Formerly known as the Academic Quad, the Malesardi Quadrangle is Bucknell's central green space, bounded by Bertrand Library, the Vaughan Literature Building, Coleman Hall and a panoramic northern view of the Susquehanna Valley. In just a couple of weeks, it will host the University's 166th Commencement — the first to take place on the Malesardi Quadrangle, noted Bravman, who also presented the family with a framed preview copy of the Commencement program that will bear their name.

Bucknell University Commencement Program

A matching-gift program designed to encourage other donors to support financial aid will enhance the Malesardis' $20 million pledge. Details of the program will be announced soon.

Ken Freeman '72, chairman of the Board of Trustees, noted that the impact of the Malesardis' commitment, particularly when combined with matching gifts, has a transformative potential beyond that of brick-and-mortar investments.

"What Bob and Doris did goes to the heart of what we do here, which is keeping the University strong and ensuring we have the resources to make sure students can attend Bucknell for generations to come," he said.

Freeman recalled the dramatic impact of a $15 million scholarship gift created by the late Ted Ammon '71 during the University's last comprehensive campaign in the 1990s. Ammon's matching-gift program resulted in $60 million in new scholarship funding, raising the percentage of students receiving scholarships from 35 to nearly 50 percent and increasing admissions selectivity. The Malesardis' pledge, he noted, could have an even greater ripple effect.

Current scholarship recipients attended the dedication for the opportunity to personally thank the Malesardis for their support of financial aid. Trevana Eades '18, a Charles T. Bauer Scholar who is planning a career in medicine, was among them.

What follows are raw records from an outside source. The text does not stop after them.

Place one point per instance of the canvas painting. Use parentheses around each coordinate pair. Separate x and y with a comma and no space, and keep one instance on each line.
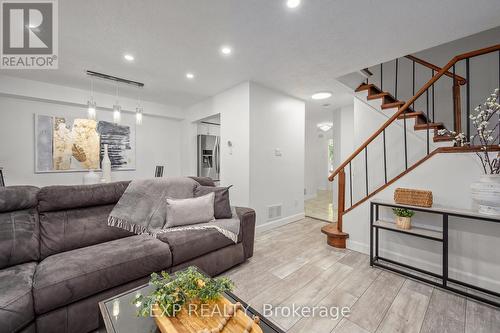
(65,144)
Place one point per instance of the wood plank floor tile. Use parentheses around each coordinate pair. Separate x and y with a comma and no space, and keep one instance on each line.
(408,309)
(372,306)
(481,318)
(446,313)
(337,300)
(347,326)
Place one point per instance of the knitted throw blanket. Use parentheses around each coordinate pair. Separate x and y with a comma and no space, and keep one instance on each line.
(142,208)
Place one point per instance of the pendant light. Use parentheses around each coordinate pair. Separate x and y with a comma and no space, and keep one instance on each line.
(138,111)
(117,109)
(91,104)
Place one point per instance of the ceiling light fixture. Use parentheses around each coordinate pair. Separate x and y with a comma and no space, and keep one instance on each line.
(293,3)
(226,50)
(129,57)
(138,114)
(91,104)
(117,109)
(325,127)
(322,95)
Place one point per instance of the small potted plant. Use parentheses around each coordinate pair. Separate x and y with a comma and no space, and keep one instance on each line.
(486,124)
(403,217)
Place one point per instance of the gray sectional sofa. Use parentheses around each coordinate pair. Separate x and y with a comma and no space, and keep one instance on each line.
(59,258)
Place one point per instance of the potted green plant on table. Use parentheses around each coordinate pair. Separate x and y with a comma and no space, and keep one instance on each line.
(403,217)
(486,123)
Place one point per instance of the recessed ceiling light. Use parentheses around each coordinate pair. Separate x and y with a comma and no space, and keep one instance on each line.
(322,95)
(226,50)
(128,57)
(325,127)
(292,3)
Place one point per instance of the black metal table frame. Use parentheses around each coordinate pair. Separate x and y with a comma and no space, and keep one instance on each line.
(375,258)
(105,322)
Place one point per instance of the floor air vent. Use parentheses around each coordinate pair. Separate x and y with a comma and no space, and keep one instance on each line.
(273,212)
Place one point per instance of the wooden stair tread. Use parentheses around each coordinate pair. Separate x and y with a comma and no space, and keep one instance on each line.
(364,86)
(413,114)
(379,95)
(424,126)
(443,138)
(391,105)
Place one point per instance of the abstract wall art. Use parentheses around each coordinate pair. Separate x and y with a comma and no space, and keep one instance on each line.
(64,144)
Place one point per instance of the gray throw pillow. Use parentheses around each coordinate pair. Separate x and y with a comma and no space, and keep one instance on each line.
(181,212)
(222,206)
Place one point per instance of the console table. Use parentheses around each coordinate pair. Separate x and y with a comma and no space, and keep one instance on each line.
(439,236)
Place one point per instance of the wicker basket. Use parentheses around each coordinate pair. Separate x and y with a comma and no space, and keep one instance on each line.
(413,197)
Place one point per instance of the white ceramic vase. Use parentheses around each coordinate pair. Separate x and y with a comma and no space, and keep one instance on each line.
(106,166)
(91,177)
(487,194)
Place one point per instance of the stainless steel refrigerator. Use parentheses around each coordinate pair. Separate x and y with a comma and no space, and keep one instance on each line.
(209,156)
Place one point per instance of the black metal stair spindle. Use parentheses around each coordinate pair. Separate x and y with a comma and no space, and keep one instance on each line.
(385,158)
(428,120)
(433,114)
(350,181)
(405,141)
(396,80)
(467,77)
(382,77)
(366,168)
(413,84)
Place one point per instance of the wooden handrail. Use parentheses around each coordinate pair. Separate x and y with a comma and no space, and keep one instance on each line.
(456,77)
(419,93)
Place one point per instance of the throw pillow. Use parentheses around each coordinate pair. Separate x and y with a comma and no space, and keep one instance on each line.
(222,206)
(181,212)
(204,181)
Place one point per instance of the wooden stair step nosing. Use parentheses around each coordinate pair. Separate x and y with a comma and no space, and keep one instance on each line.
(413,114)
(432,126)
(392,105)
(379,95)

"This was really important to me, because without my scholarship, I wouldn't be at Bucknell today," said Eades, who majors in psychology and political science. "I think what the Malesardis did will give people like me an opportunity to experience Bucknell and the great things it has to offer."

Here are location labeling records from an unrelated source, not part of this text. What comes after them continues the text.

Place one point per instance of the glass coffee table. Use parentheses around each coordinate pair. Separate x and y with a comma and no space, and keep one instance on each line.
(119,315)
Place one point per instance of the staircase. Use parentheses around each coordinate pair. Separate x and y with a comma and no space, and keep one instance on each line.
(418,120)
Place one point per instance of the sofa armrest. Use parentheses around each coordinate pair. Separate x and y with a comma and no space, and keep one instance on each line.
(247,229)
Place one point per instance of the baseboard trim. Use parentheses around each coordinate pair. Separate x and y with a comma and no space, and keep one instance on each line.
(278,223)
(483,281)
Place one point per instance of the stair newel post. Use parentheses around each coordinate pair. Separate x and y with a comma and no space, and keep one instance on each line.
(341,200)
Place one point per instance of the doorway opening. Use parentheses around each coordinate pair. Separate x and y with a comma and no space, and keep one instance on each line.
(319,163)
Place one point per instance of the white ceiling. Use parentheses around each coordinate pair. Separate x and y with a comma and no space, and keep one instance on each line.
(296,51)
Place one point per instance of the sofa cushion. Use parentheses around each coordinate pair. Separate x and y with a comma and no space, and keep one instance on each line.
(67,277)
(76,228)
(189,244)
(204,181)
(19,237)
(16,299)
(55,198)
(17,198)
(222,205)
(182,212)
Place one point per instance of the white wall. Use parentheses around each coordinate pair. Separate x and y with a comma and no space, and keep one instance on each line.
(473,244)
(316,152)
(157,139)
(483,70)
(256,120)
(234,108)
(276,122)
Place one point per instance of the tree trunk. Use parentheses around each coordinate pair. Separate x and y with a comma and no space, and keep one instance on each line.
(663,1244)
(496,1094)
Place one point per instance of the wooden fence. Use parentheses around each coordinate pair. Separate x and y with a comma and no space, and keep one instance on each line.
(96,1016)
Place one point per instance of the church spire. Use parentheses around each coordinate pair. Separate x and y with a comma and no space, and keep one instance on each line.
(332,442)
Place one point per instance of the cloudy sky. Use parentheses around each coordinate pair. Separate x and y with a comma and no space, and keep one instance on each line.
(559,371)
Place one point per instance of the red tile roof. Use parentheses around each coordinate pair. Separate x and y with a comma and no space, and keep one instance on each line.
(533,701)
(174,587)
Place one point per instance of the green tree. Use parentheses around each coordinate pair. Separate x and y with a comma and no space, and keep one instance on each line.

The newest chapter in the family's rich Bucknell legacy begins this fall, when Bob and Doris' granddaughter Kelly Shaner, Ann's daughter, arrives on campus as a member of the Class of 2020. Kelly will be the second Malesardi grandchild to matriculate, following in the footsteps of Carol's daughter, Allison Litwak '08.

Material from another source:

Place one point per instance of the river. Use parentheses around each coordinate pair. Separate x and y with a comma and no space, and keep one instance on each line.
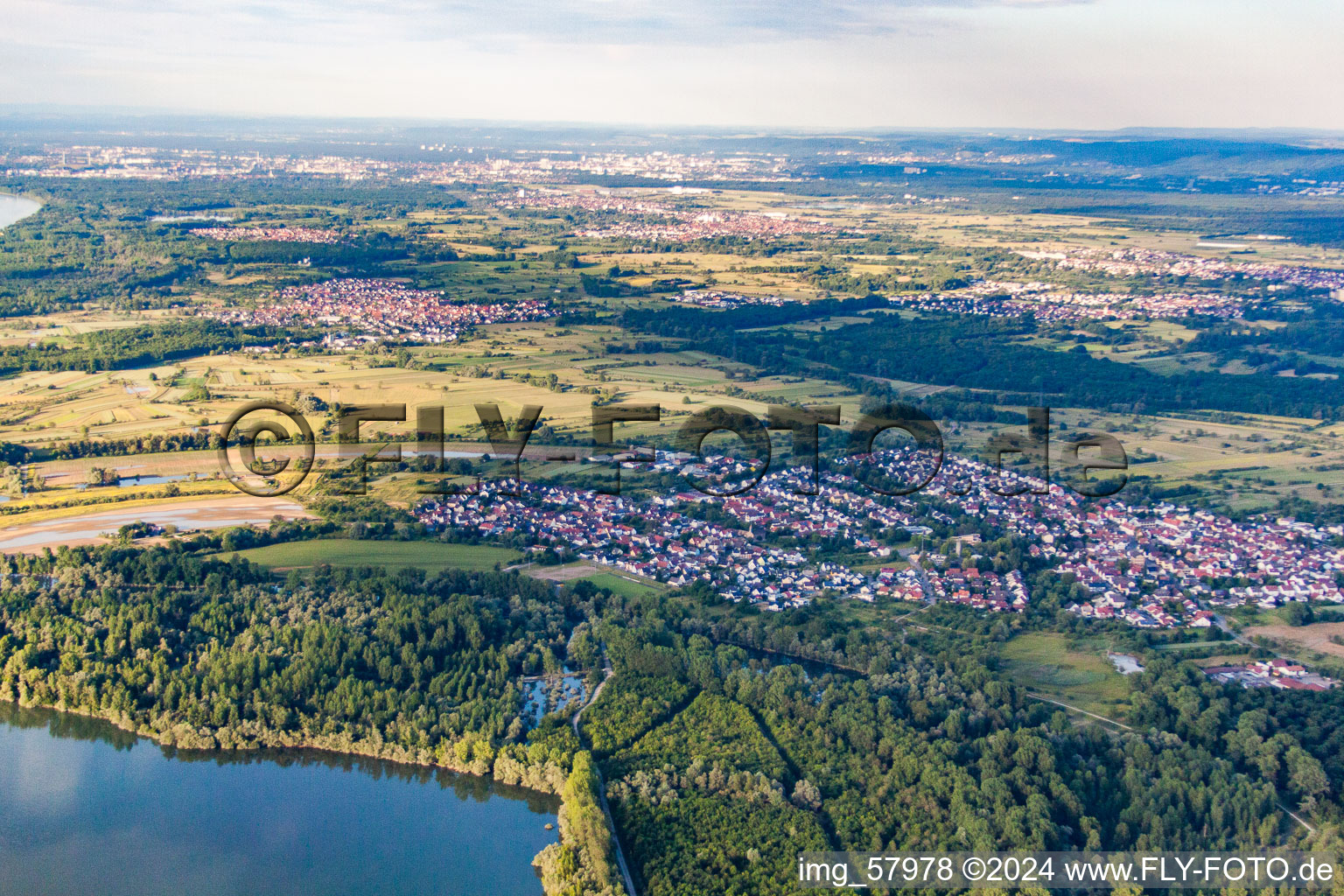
(15,207)
(88,808)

"The Malesardis' deep commitment to this University goes well beyond their unparalleled financial generosity," said Bravman. "To entrust us with the education of another generation truly reflects both their passion for Bucknell and the impactful experience we as an institution can deliver."

WE DO, The Campaign for Bucknell University

The $20 million pledge pushed the total raised in WE DO, The Campaign for Bucknell University, close to $400 million. The most ambitious campaign in University history, the WE DO Campaign seeks to raise $500 million, $150 million of which will support the campaign's top priority: scholarships and financial aid.